When playing floorball, we can see different approaches to floorball equipment.
Floorball sticks are sold with an assembled blade, the IFF (The International floorball federation) test is also made in this way.
Each brand tests their sticks with its blades. It takes some costs to the IFF so that the independent organization can ensure a professional level of testing and ultimately the quality of the equipment.
This is especially due to safety considerations - for example could happen the stick breaks so badly that a broken piece would injure someone. The IFF does its best to prevent this kind of cases.
It's a similar principle to buying a car - it also must meet the safety parameters.
Some floorball players are asking us why they cannot combine the blade and the shaft of different brands when both pieces are tested and have IFF certification?
eFloorball knows the answer straight from the IFF:
"There has never been allowed to mix blade/shafts between different brands. From the very first beginning the insurance company (licence players) said no to even changing the blade of the stick. That was changed after a short period and change of blades within the same brand was allowed."
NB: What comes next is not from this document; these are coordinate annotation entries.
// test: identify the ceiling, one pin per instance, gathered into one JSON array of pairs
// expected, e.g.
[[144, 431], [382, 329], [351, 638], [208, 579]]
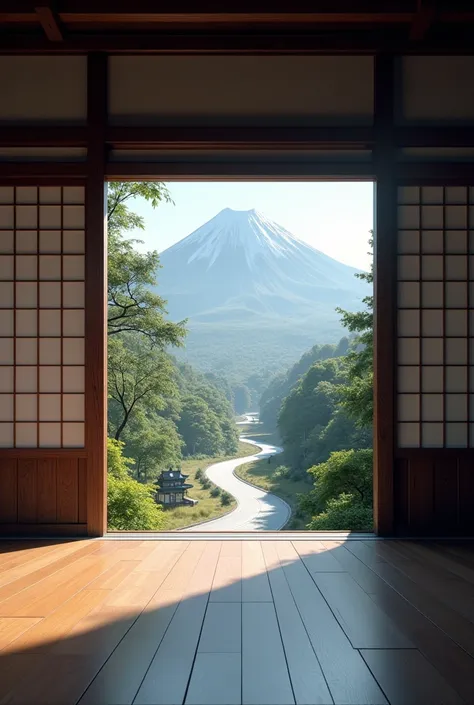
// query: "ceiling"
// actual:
[[329, 26]]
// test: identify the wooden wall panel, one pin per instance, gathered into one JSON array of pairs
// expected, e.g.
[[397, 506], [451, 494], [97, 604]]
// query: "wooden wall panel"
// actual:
[[46, 492], [27, 491], [434, 494], [82, 491], [8, 491], [466, 495], [46, 499], [67, 491]]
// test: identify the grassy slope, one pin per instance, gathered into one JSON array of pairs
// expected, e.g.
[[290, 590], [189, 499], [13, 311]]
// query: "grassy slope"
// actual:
[[208, 507], [260, 473]]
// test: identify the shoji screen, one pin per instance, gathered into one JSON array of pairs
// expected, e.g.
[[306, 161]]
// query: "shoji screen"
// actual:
[[435, 325], [42, 263], [42, 355]]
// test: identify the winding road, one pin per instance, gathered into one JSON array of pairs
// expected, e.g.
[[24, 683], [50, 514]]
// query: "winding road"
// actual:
[[256, 509]]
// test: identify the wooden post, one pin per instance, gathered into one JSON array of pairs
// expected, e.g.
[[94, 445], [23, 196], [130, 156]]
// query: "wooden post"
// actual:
[[96, 302], [385, 264]]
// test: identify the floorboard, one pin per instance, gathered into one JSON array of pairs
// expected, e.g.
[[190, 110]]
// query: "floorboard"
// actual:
[[258, 622]]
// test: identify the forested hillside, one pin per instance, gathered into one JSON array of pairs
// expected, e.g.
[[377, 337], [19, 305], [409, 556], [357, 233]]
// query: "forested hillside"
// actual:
[[322, 408], [282, 384], [160, 409]]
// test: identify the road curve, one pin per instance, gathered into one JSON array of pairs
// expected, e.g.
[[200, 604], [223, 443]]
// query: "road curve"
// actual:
[[256, 509]]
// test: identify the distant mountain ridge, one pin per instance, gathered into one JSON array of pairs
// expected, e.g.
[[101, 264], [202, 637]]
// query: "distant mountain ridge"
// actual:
[[241, 263], [256, 297]]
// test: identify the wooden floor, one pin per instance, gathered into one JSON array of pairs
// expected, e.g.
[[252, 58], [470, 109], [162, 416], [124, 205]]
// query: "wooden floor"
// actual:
[[111, 622]]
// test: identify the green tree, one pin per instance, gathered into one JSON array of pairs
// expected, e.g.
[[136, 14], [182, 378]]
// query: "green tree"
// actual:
[[130, 504], [132, 306], [241, 399], [342, 497], [307, 410], [343, 514], [154, 444], [358, 394], [199, 428], [139, 376]]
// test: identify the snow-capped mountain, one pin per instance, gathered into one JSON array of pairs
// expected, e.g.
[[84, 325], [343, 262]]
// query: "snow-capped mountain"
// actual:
[[242, 267]]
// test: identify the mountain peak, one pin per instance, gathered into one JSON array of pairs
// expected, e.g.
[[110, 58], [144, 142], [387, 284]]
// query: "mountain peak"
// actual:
[[240, 260]]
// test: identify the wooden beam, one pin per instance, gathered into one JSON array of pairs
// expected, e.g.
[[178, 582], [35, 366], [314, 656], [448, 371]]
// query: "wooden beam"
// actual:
[[235, 171], [42, 170], [50, 23], [422, 21], [43, 136], [384, 295], [238, 138], [96, 311]]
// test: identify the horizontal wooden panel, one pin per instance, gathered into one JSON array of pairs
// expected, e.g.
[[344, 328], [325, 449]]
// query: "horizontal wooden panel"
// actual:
[[434, 492], [43, 530], [43, 490], [43, 88], [230, 90]]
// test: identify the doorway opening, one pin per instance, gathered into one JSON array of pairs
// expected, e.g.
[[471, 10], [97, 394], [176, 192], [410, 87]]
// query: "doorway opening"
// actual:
[[240, 356]]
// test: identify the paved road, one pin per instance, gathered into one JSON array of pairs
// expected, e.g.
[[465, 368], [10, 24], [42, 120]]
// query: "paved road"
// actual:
[[256, 510]]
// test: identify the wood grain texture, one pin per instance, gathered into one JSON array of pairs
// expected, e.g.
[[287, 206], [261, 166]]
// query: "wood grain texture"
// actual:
[[408, 678], [27, 491], [8, 491], [47, 495], [385, 234], [95, 297], [265, 676], [114, 621], [307, 678], [67, 487], [347, 676]]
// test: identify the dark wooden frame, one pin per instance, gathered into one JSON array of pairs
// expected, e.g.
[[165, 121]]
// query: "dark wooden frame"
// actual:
[[383, 138]]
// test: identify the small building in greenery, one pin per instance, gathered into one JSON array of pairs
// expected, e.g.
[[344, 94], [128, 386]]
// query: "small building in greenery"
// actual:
[[172, 488]]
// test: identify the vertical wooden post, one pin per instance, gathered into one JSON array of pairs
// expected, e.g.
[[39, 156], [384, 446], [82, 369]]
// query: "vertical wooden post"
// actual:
[[96, 301], [385, 267]]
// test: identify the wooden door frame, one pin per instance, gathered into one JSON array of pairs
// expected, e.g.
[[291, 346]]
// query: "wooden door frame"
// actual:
[[383, 139]]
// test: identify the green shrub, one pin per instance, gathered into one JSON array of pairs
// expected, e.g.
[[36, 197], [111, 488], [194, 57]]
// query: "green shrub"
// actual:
[[130, 504], [343, 513], [346, 471], [282, 471]]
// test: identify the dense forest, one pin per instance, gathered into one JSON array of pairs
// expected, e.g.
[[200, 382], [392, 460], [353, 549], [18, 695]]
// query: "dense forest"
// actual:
[[323, 409], [160, 409]]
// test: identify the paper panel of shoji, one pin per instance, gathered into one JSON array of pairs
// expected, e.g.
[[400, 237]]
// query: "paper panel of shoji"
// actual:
[[435, 356], [42, 263]]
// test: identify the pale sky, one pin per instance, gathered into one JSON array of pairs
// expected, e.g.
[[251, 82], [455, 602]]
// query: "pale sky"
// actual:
[[334, 217]]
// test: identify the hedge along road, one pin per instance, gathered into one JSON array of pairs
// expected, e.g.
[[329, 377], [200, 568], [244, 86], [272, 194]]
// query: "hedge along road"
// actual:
[[256, 509]]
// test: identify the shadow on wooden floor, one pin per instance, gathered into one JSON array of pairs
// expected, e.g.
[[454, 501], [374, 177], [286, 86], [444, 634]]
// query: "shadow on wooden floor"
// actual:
[[257, 622]]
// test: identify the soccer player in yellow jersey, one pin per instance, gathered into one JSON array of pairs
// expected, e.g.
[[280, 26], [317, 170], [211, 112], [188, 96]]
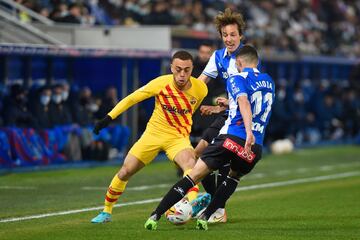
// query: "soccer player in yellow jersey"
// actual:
[[177, 96]]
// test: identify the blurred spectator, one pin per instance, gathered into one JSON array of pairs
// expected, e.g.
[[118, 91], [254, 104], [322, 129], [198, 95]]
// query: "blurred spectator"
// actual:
[[159, 14], [73, 16], [86, 108], [16, 112], [203, 55], [41, 108], [108, 102]]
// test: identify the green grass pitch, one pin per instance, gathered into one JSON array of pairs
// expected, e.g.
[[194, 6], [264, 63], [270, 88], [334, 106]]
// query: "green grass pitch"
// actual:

"One of the reasons is that there is slightly too big difference in the connection point between blades and shafts. And the IFF don’t want players to do some “creative” solutions to make the blade fit on another brands shaft etc."
The image shows Salming blade assembled on the Exel shaft = a violation of the rules
Extrac from IFF’s Material Regulations
1.9 General Rules for the Floorball Stick
Any combination of shafts and blades between different brands are not legal. Further, it is not permitted to sell or use IFF-certified and approved shafts with non-approved or non-IFF-marked blades. Nor is it permitted to sell or use non-approved shafts together with IFF-marked and approved blades or non-approved blades that are still IFF-marked.
All of the above combinations are therefore not allowed to be sold on the marked or used in any official matches. It is of utmost importance that these rules are to be followed.
All legal combinations of shafts/blades can be found in the database for certified equipment on IFF’s homepage
If a shaft is to be shorted; the shaft has to be shorted from the top of the shaft. It’s not legal to shortening the shaft from the bottom (shaft/blade connection point) of the shaft.